Again many insects produce curious noises, squeakings, clicks, stridulations, but whether these noises are of use as a means of defence it is not always easy to say. The Ageronia Feronia, a South American butterfly, is said by Mr. Darwin, to make a noise "like a toothed wheel passing under a spring catch," which could be heard at a distance of several yards. Some of our own beautiful butterflies, the "Peacock" and "Red Admiral" and "Purple Emperor" have been reported to produce slight noises, and some of my readers may perhaps be able to confirm this statement from their own observations, and say what is the particular purpose of it. The well known "Death's Head Hawk Moth" (Acherontia Atropos) makes a loud squeaking noise at times; and as he is a great thief, and steals honey of the poor bees, he has been supposed to strike terror into them by this noise; but whether so or not, he frequently gets the worst of it, as the following instance, reported in the Entomologist's Monthly Magazine for September, would seem to show. The moth "was covered with bees, which were pushing it out at the entrance, and endeavouring to kill it. Apparently it had been stung, for it seemed unable to fly, yet made a loud squeaking noise as if in self defence." To this the editors append an interesting note: "It sometimes happens that the bees cannot eject the intruder, and dispose of its body by entombing it in wax."

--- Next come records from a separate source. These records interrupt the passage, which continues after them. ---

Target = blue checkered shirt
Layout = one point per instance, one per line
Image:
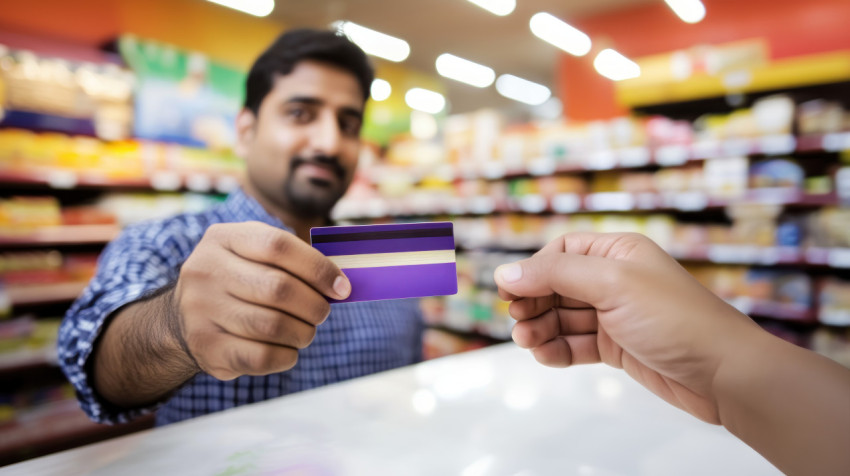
(357, 339)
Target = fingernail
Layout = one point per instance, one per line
(342, 287)
(510, 273)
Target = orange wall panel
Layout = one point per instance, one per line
(790, 27)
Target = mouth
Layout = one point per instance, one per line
(319, 174)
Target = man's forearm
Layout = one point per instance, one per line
(791, 405)
(140, 358)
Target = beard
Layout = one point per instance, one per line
(313, 197)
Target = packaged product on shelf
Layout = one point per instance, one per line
(774, 115)
(22, 215)
(777, 174)
(820, 116)
(834, 302)
(754, 223)
(726, 178)
(827, 228)
(97, 97)
(833, 343)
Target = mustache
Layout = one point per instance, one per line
(328, 161)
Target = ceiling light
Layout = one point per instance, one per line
(690, 11)
(374, 42)
(425, 100)
(380, 89)
(522, 90)
(613, 65)
(496, 7)
(555, 31)
(258, 8)
(465, 71)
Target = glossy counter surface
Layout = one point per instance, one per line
(490, 412)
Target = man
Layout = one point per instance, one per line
(204, 312)
(620, 299)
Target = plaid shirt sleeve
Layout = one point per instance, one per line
(130, 267)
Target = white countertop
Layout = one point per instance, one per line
(493, 411)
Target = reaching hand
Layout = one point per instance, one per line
(621, 300)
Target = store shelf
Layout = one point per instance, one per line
(780, 74)
(63, 235)
(38, 121)
(32, 294)
(577, 203)
(164, 181)
(640, 157)
(473, 333)
(57, 426)
(775, 310)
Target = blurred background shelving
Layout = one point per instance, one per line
(731, 149)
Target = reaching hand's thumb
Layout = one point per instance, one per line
(580, 277)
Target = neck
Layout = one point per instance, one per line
(300, 225)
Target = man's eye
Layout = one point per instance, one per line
(350, 126)
(299, 114)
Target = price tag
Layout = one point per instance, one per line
(532, 203)
(566, 203)
(199, 183)
(706, 149)
(482, 205)
(542, 166)
(226, 184)
(634, 157)
(742, 303)
(839, 258)
(62, 179)
(737, 147)
(836, 141)
(601, 160)
(777, 144)
(610, 201)
(690, 201)
(670, 155)
(493, 170)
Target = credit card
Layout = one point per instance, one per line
(392, 261)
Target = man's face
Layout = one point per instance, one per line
(302, 148)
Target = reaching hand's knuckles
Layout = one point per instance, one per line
(303, 338)
(278, 286)
(277, 243)
(268, 327)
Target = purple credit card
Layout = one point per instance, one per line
(392, 261)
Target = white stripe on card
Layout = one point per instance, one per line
(375, 260)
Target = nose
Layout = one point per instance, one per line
(326, 137)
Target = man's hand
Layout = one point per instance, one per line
(621, 300)
(250, 296)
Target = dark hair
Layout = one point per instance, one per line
(305, 44)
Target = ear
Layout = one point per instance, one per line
(245, 132)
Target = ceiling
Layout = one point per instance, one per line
(433, 27)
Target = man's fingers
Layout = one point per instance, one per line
(263, 243)
(553, 323)
(270, 287)
(506, 296)
(234, 356)
(266, 325)
(588, 279)
(569, 350)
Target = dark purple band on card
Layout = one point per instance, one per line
(397, 282)
(385, 246)
(338, 230)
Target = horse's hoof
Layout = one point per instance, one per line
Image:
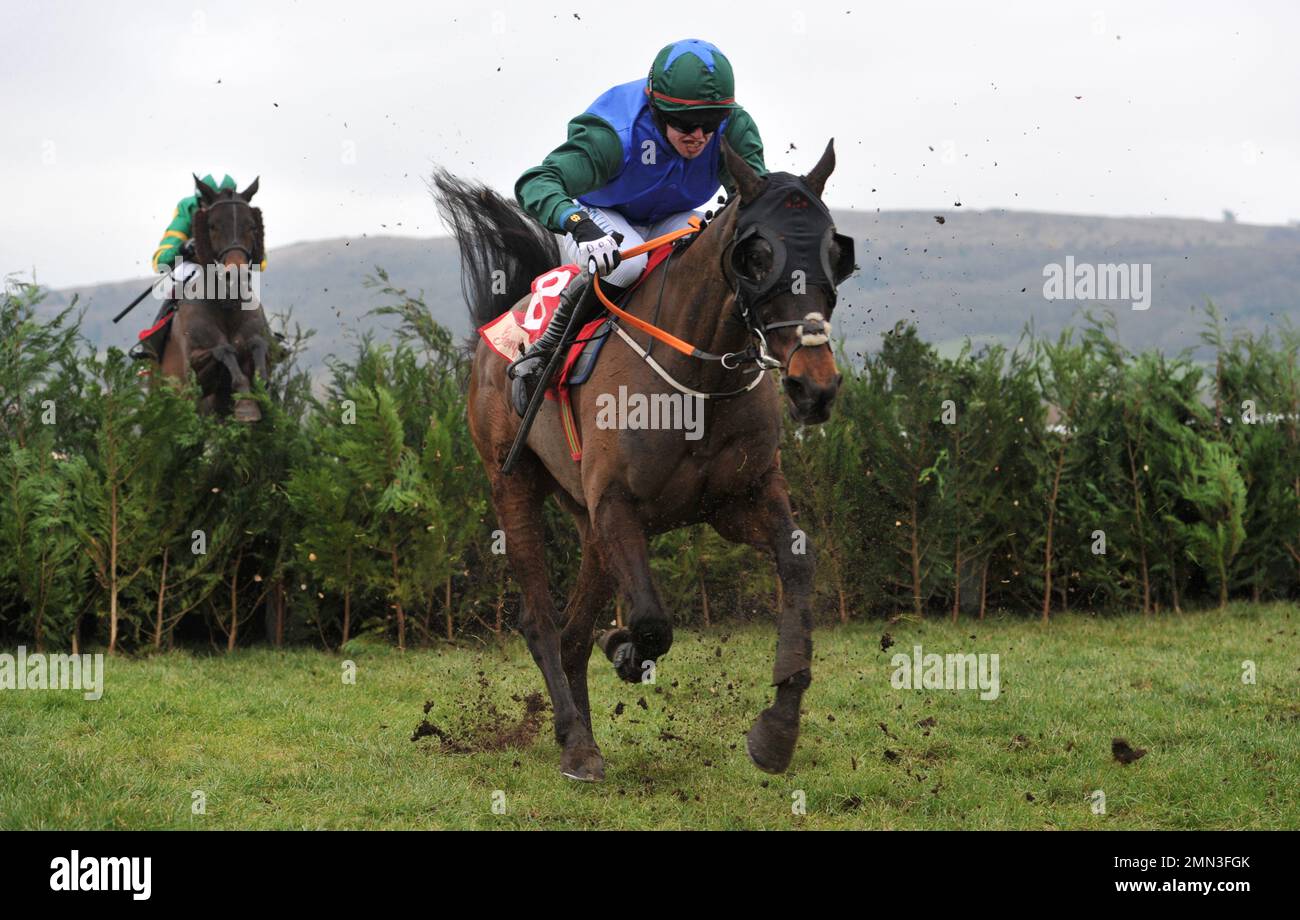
(625, 663)
(247, 409)
(583, 764)
(770, 742)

It will be scarcely necessary to do more than remind you that innumerable species of insects are protected by the possession of stings, or a very formidable biting apparatus. The sting, which is sometimes the exclusive possession of the female, has been proved to be nothing but a modified ovipositor. Yet it is a terrible weapon of offence and defence. Already this year two deaths from the sting of a wasp have been reported, one of which, sad to relate, occurred in my own village, and caused death in about twenty minutes. The sting of the hornet is even more to be dreaded, and we are not surprised at the threat of the Almighty, to drive out the heathen nations of Canaan by means of this insect.

I think I have now compassed pretty well all the more interesting methods of defence amongst insects, and I hope I have shown you what a great deal there is yet to learn on this subject, and indicated to you certain lines along which profitable investigation may be conducted. It only remains for me to say now, that I will answer or endeavour to answer any queries relative to insect life which may be put to me, and that it will give me great pleasure to do so.